On the eve of World War I, however, Pankhurst told her followers to change their focus. Instead of women’s rights, they would promote the war at all costs.
Why this sudden change of stance? According to historian John Simkin, Mrs. Pankhurst began negotiations with the British government at the start of WWI.
The British leadership provided her with GBP 2000 to stop fighting for privileged women’s suffrage and to support the war effort instead. The British Government released all criminal suffragettes from prison too.
===========
Recap: ‘the man’ threw a lot of money at Pankhurst so that she would use her people in service of his war effort.
Pankhurst’s suffragettes stopped breaking windows and burning buildings. Instead, they bullied young men into fighting a stupid war. These were the ladies handing out ‘white feathers’. They charged people who opposed them with being ‘ethnically German’ (!); labor leaders who didn’t support Pankhurst were ‘bolshevik’; dovish politicians were ‘traitors’.

“Mrs. Pankhurst toured the country, making recruiting speeches. Her supporters handed the white feather to every young man they encountered wearing civilian dress, and bobbed up at Hyde Park meetings with placards: “Intern Them All.”

None of this behavior has much to do with rich women’s right to vote, does it? Mrs. Pankhurst’s dogs were turned on the government’s enemies. Now, Emmeline has a memorial statue outside the Houses of Parliament. Who said cheaters never prosper?
We can look back on Pankhurst’s legacy with the benefit of 20/20 hindsight. We know that the British government had some clever tricks in their political play-book, and not just in the colonies. We know that for GBP 2000, Mrs. Pankhurst was willing to undermine suffragettes’ work, with no guarantee that their sacrifices would ever be rewarded.
We know that Mrs. Pankhurst was a paid political agitator.
Mrs. Pankhurst acted with a definite purpose, and I propose that the guys on our screens– the Appelbaums, Greenwalds and Becks of the world– do too. They’re our very own foundation-caked Okhrana.
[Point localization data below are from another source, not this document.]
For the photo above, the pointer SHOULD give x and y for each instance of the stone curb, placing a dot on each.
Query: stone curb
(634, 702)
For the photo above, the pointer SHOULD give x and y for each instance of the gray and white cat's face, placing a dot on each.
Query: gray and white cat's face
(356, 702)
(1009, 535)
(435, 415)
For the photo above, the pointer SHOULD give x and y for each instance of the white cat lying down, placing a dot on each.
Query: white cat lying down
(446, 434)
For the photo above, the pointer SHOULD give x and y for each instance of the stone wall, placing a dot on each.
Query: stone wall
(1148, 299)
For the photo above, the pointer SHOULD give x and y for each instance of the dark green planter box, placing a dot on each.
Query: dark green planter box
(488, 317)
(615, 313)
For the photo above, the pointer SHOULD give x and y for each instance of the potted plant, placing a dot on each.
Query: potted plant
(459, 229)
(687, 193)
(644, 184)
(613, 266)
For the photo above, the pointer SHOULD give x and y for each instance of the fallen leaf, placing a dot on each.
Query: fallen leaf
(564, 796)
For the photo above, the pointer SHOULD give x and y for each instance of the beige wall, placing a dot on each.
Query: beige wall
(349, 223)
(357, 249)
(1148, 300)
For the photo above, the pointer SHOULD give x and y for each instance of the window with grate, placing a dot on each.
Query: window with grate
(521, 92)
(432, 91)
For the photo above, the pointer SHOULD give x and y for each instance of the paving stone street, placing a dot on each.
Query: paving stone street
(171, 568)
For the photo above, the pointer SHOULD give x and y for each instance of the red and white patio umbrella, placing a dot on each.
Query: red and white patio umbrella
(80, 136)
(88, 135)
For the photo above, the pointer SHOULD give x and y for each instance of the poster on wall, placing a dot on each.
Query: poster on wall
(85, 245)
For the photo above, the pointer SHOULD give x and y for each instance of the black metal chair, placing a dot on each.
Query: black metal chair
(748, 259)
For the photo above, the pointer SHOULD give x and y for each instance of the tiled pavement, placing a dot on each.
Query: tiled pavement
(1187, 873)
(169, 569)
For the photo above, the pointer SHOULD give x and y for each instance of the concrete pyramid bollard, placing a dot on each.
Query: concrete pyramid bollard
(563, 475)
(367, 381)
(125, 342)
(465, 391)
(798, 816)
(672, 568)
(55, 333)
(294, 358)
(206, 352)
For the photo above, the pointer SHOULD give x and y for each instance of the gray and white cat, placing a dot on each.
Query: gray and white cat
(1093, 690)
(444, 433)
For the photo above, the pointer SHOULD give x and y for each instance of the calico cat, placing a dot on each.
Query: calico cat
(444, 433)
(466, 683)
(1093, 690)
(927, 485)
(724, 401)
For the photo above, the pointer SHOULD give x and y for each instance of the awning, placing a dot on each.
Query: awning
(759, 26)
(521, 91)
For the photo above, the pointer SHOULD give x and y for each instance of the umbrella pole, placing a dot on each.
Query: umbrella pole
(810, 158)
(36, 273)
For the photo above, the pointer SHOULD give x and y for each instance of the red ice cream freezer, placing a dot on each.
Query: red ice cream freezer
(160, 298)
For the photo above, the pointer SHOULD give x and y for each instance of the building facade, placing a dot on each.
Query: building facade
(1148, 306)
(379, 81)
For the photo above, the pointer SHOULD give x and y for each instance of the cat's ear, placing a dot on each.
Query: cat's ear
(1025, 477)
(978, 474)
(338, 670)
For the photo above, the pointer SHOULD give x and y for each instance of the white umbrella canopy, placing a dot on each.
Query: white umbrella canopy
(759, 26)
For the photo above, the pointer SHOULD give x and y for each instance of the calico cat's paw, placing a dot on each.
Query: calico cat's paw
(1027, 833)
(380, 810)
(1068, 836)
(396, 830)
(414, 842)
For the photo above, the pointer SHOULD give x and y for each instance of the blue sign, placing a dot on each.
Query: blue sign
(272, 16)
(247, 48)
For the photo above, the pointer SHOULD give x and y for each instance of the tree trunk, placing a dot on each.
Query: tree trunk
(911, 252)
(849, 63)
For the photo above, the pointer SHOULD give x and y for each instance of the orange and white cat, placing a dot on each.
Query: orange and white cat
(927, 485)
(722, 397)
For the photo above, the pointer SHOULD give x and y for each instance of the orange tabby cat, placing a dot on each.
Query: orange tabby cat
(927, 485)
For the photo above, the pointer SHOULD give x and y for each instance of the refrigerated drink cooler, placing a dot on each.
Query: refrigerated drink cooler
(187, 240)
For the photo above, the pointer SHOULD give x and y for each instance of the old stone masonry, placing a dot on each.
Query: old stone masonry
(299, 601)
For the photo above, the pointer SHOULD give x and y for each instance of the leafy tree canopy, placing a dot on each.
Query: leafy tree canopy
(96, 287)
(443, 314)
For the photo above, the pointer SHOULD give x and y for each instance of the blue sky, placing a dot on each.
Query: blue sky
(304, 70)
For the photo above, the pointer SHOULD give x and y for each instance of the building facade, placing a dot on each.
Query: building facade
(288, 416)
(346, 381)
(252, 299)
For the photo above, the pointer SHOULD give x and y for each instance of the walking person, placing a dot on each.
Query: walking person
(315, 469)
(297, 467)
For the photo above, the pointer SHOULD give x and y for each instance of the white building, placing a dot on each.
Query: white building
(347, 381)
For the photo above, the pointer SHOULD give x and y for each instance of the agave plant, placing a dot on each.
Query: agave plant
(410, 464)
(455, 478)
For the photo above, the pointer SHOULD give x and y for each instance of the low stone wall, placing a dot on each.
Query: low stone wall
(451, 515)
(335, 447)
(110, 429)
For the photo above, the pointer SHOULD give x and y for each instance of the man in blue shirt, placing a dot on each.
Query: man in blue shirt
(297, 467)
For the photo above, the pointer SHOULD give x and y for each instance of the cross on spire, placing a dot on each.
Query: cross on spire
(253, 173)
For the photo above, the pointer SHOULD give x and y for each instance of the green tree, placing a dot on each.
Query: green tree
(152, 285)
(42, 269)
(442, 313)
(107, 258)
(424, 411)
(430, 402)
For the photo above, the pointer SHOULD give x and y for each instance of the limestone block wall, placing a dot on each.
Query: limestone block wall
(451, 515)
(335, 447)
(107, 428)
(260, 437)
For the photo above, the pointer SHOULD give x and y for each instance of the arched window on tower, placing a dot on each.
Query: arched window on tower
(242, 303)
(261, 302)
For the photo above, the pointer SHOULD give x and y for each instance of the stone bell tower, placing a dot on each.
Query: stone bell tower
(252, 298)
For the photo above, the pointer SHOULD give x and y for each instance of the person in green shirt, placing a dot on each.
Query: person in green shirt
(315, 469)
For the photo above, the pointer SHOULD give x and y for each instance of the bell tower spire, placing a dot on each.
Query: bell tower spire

Posted by: rofl | May 22 2014 12:17 utc | 145

I think you’re wasting my time with bullshit, actually, rofl. I have often encountered this sort of endless circular questioning, sarcasm and vainglorious boasting which seizes on trivia and attempts to waste the maximum amount of time with it. I call it ‘trolling’, and so do most other people. So waste your time with further comments if you wish, but I have much better things to do than respond any further.